Rudniy Alex, Geller James, Song Min
NJIT, Newark, NJ.
AMIA Annu Symp Proc. 2010 Nov 13;2010:697-701.
Expansion of the UMLS is an important long-term research project. This paper proposes Shortest Path Edit Distance (SPED) as an algorithm for improving existing source-integration and auditing techniques. We use SPED as a string similarity measure for UMLS terms that are known to be synonyms because they are assigned to the same concept. We compare SPED with several other well known string matching algorithms using two UMLS samples as test bed. One of those samples is SNOMED-based. SPED transforms the task of calculating edit distance among two strings into a problem of finding a shortest path from a source to a destination in a node and link graph. In the algorithm, the two strings are used to construct the graph. The Pulling algorithm is applied to find a shortest path, which determines the string similarity value. SPED was superior for one of the data sets, with a precision of 0.6.

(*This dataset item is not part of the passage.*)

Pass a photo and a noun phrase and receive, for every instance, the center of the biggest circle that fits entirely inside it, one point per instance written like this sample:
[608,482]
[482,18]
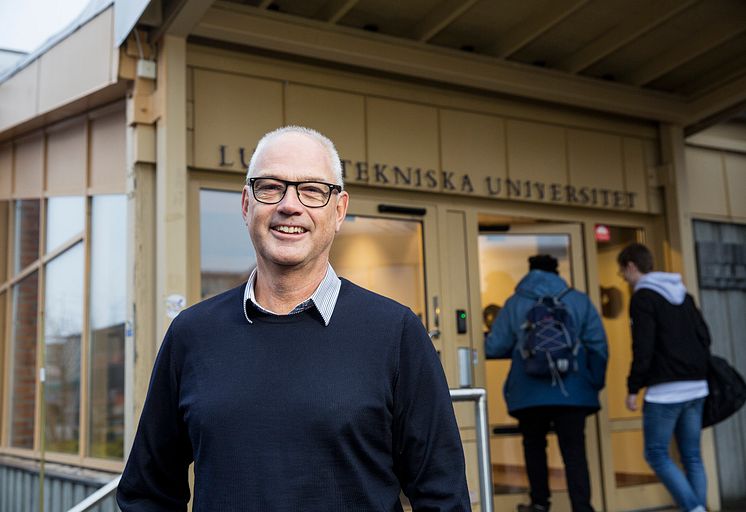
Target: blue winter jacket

统一医学语言系统(UMLS)的扩展是一项重要的长期研究项目。本文提出最短路径编辑距离(SPED)算法,用于改进现有的源整合和审核技术。我们将SPED用作UMLS术语的字符串相似性度量,这些术语已知是同义词,因为它们被分配到同一个概念。我们使用两个UMLS样本作为测试平台,将SPED与其他几种著名的字符串匹配算法进行比较。其中一个样本基于SNOMED。SPED将计算两个字符串之间编辑距离的任务转化为在节点和链接图中从源到目标找到最短路径的问题。在该算法中,使用两个字符串构建图。应用拉取算法找到最短路径,该路径确定字符串相似性值。对于其中一个数据集,SPED表现更优,精度为0.6。